Introduction to SQL (Structured Query Language): For Beginners

I started learning about Databases from one of my favorite blogs, Schneems. I really appreciate how Richard explains hard-to-grasp concepts with video tutorials. As a kinestatic learner, videos work well for me. It’s just a pity I can’t do the same with this blog as a lot of time and effort is spent on making one video. Blogging is a lot easier. Perhaps next time.


Through Schneems, I chanced upon SQL. Pronounced as “Sequel”, SQL is a standard language for assessing and manipulating databases. You can create new databases, create tables in those databases, insert records, retrieve data, and edit them.




We have a database with several tables, one of them includes the table below, “Customers”. This is assuming we’ve already created the table (formatting not included and is simply for illustration purposes). To learn how to create a table in mysql, you may use this link. By the way, this is the syntax I used for creating the table below.


mysql> create database geekcattysql;
mysql> use geekcattysql;
mysql> create table Customers
    -> (
    -> CustomerID int,
    -> CustomerName varchar(255),
    -> FavoriteColor varchar(255),
    -> UserType varchar(255)
    -> );


Customers table


At a glance, the table above contains four records (one for each customer) and four columns (CustomerID, CustomerName, FavoriteColor, and UserType).


SQL Guidelines


Before you even begin running SQL on your terminal, please note these rules  while dealing with SQL statements:


  1. SQL is not case-sensitive (i.e. “select” = “SELECT”)
  2. We must use a semicolon at the end of each SQL statement


Running some basic commands


SELECT – selects and extracts data from a database, showing you a result table.

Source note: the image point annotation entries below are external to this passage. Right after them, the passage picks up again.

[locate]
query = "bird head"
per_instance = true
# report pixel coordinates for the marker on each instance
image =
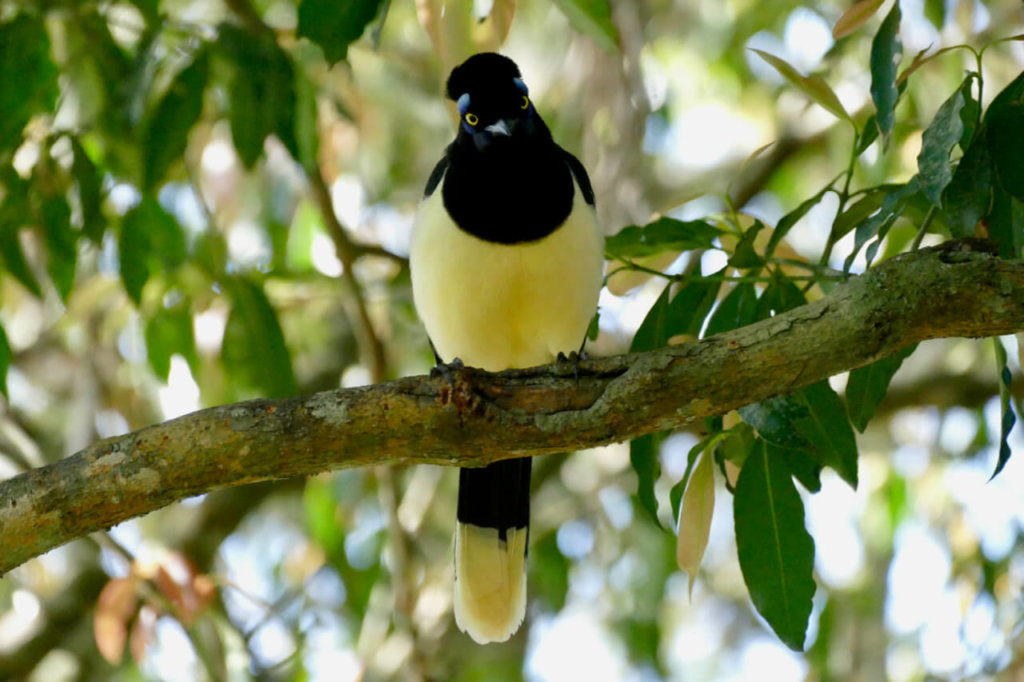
(494, 102)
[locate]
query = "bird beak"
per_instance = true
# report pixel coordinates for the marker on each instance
(500, 128)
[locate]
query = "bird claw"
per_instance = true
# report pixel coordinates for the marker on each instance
(446, 370)
(574, 358)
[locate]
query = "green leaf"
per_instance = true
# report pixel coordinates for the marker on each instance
(254, 349)
(594, 328)
(61, 244)
(812, 419)
(780, 295)
(306, 122)
(776, 553)
(827, 427)
(855, 16)
(938, 140)
(867, 385)
(736, 309)
(334, 26)
(867, 135)
(803, 465)
(971, 113)
(1006, 406)
(1006, 224)
(877, 226)
(858, 212)
(812, 86)
(684, 314)
(886, 53)
(261, 92)
(1006, 145)
(786, 222)
(89, 193)
(969, 195)
(169, 331)
(663, 235)
(695, 517)
(167, 130)
(28, 75)
(744, 255)
(5, 357)
(644, 460)
(549, 571)
(14, 210)
(150, 238)
(593, 18)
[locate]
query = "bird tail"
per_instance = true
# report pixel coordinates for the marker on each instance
(491, 544)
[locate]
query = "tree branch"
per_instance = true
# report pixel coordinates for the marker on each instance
(940, 292)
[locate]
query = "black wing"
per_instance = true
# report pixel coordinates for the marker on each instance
(436, 174)
(581, 175)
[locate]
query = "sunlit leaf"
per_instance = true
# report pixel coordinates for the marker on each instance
(683, 313)
(887, 50)
(812, 86)
(334, 26)
(786, 222)
(695, 516)
(5, 357)
(593, 18)
(254, 349)
(776, 553)
(867, 385)
(28, 75)
(780, 295)
(663, 235)
(937, 142)
(855, 16)
(167, 129)
(169, 331)
(1006, 406)
(804, 466)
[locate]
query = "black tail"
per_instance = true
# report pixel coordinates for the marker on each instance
(491, 549)
(497, 496)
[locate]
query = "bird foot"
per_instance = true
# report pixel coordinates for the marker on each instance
(446, 370)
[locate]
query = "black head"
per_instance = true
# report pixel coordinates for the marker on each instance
(494, 103)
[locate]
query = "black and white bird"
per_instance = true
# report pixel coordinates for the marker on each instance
(507, 263)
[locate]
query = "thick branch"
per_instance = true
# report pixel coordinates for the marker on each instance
(942, 292)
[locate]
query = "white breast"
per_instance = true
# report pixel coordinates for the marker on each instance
(499, 306)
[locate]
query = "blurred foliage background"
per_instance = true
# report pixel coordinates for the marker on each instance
(206, 201)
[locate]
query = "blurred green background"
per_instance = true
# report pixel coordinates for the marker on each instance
(207, 201)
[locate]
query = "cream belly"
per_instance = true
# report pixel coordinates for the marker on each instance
(498, 306)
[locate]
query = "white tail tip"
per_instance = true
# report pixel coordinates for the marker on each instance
(489, 582)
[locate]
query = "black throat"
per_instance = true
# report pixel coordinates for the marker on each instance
(519, 189)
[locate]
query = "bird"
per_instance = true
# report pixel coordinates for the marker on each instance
(507, 262)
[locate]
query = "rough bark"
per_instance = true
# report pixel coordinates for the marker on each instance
(949, 291)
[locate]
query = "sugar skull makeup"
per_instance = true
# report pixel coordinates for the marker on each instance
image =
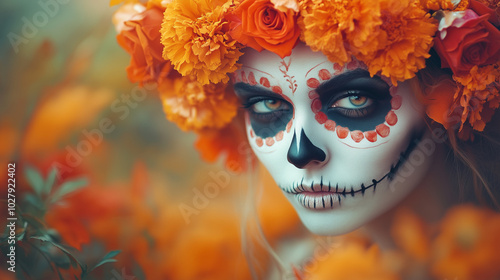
(335, 140)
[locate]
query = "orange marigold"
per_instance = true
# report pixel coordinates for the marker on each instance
(436, 5)
(141, 39)
(408, 32)
(231, 142)
(195, 39)
(478, 95)
(327, 24)
(193, 106)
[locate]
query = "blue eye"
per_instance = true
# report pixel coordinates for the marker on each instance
(353, 102)
(268, 106)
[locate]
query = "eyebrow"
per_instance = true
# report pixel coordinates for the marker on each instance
(345, 81)
(245, 91)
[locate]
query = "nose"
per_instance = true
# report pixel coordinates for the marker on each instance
(302, 151)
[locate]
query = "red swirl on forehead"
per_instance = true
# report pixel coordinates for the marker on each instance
(313, 83)
(265, 82)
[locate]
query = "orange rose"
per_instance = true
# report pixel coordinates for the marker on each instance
(140, 37)
(259, 25)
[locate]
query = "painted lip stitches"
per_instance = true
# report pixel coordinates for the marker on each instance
(326, 196)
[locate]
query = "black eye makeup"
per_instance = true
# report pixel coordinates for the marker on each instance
(268, 112)
(355, 100)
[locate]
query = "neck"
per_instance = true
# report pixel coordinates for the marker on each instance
(429, 200)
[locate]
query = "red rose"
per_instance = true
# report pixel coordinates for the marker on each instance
(466, 39)
(257, 24)
(140, 37)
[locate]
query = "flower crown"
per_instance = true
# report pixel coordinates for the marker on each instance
(190, 49)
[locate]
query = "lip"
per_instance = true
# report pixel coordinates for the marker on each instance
(318, 200)
(326, 196)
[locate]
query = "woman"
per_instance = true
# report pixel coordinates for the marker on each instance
(354, 107)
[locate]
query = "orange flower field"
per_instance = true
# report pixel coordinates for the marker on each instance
(107, 188)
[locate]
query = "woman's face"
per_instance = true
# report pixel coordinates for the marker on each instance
(343, 146)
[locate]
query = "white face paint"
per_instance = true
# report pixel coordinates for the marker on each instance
(332, 137)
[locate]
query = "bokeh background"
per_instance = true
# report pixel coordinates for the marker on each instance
(107, 188)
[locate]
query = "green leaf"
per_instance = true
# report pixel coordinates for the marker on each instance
(34, 179)
(73, 260)
(35, 201)
(68, 187)
(49, 183)
(107, 258)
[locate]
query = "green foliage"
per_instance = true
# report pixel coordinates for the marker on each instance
(36, 240)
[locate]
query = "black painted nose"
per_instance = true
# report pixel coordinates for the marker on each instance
(305, 152)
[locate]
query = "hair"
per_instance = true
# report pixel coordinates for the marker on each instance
(475, 163)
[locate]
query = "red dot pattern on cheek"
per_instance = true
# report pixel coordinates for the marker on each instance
(269, 141)
(265, 82)
(259, 142)
(391, 118)
(357, 135)
(342, 132)
(382, 130)
(330, 125)
(316, 105)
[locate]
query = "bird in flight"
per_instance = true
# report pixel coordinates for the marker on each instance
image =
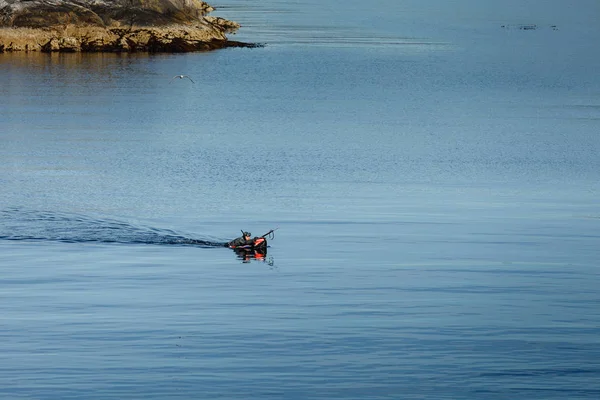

From the Customer table above, let’s try running this: SELECT * FROM Customers;


… This will be reflected. Of course, you’ll have to remove all formatting. Your computer isn’t as design-savvy as you’d like it to be.


Customers table


Now let’s try another command: SELECT CustomerName,FavoriteColor FROM Customers;


… This will be reflected. Just the two columns you wanted.




What happens if you want to show unique values, a.k.a. distinct, non-duplicate values? Do this: SELECT DISTINCT UserType FROM Customers;


… And this will be reflected.


Select Distinct


SQL commands worth remembering


If you want to practice more SQL, try W3Schools. They’ve got several tutorials, try-it-yourself functions, and a quiz should you want to test your skills. This is a list of the “most important SQL commands”, as suggested by them.


  • SELECT – extracts data from a database
  • UPDATE – updates data in a database
  • DELETE – deletes data from a database
  • INSERT INTO – inserts new data into a database
  • CREATE DATABASE – creates a new database
  • ALTER DATABASE – modifies a database
  • CREATE TABLE – creates a new table
  • ALTER TABLE – modifies a table
  • DROP TABLE – deletes a table
  • CREATE INDEX – creates an index (search key)
  • DROP INDEX – deletes an index


Practice, practice, practice


I would strongly advice you take your SQL skills to the next level through practicing on the actual Terminal tool. Make mistakes, keep Googling, ask around, but don’t give up. From my experience, the best way to learn is simply by doing.